E171: EU watchdog says food colouring widely used in UK is unsafe

European Commission to propose ban after finding that carcinogenic effects cannot be ruled out.

A food colouring used in products sold in the UK ranging from chewing gum and white chocolate to toothpaste and sauces for toddlers can no longer be ruled out as a cause of cancer, the European Food Safety Authority has said.

Titanium dioxide, or E171, is often used to whiten food products, but its use has long been a point of concern over fears that it could be carcinogenic. The French government announced a ban in 2019, but it is still used in other EU member states.

The EU health commissioner, Stella Kyriakides, tweeted: “Following the EFSA’s new scientific opinion on the food additive E171, we will propose to ban its use in the EU. Discussions with member states will start this month. Our priority is the health of citizens and the safety of the food they eat.”
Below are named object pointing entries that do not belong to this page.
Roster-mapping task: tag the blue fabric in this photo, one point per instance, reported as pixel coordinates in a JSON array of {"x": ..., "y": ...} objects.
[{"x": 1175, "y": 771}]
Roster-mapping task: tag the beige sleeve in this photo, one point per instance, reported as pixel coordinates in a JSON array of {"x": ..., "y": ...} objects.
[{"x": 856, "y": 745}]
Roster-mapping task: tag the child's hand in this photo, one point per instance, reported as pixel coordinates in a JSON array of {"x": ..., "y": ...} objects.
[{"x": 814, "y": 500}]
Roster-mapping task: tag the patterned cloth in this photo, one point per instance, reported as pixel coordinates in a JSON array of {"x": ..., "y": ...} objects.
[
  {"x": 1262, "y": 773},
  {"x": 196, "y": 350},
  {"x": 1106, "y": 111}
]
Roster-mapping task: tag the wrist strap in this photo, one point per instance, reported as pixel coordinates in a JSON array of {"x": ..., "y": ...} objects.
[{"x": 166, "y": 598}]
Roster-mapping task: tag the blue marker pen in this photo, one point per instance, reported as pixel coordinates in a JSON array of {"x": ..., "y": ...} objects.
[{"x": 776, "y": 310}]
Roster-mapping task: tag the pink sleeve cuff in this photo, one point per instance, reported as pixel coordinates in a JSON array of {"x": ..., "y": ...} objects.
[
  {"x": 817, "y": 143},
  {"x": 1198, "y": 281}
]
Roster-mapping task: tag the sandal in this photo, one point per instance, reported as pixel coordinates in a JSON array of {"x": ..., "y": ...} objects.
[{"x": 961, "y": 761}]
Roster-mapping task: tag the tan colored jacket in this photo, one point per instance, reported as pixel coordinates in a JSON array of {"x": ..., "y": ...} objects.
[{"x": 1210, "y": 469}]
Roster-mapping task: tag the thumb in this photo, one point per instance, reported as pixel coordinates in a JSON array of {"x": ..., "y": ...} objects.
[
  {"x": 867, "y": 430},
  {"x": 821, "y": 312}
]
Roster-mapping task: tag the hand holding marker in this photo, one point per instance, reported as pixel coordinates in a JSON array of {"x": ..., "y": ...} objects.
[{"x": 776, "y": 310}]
A spokesman for the UK FoodStandards Agency said: “The opinion issued today by the European FoodSafety Authority on the safety of titanium dioxide as a food additive will be scrutinised by the independent scientific advisory committees that advise the FSA, alongside existing scientific evidence. This review will help decide what next steps are needed to safeguard consumers and will inform future policy.”

The EFSA’s conclusion, based on thousands of new studies, found that genotoxicity, which is the ability of a chemical substance to damage DNA, could not be ruled out and that a “safe level for daily intake of the food additive could not be established”.

Genotoxicity may lead to carcinogenic effects, the EFSA said. The experts concluded that as a result E171, which is composed of a mix of titanium dioxide nanoparticles, could not be considered safe when used in food.

The main food categories contributing to dietary exposure of E171 are fine ingredients in baking, soups, broths, savoury sandwich spreads and sauces for infants and toddlers . Processed nuts are also said to be “a main contributing food category for adults and the elderly”.

The EFSA published a study in September 2016 which concluded that evidence available at that time did not indicate that it was a cause of health problems, but recommended further work on the issue. France’s Health Security Agency has long urged caution over the use of E171 and a ban came into force in January 2020.

Prof Maged Younes, the chair of the EFSA’s expert panel on food additives and flavourings, said that new understandings of nanoparticles had led to the change of position. Titanium dioxide contains up to 50% ultra-small “nano range” particles.

“Taking into account all available scientific studies and data, the panel concluded that titanium dioxide can no longer be considered safe as a food additive,” he said.

“A critical element in reaching this conclusion is that we could not exclude genotoxicity concerns after consumption of titanium dioxide particles. After oral ingestion, the absorption of titanium dioxide particles is low, however they can accumulate in the body.”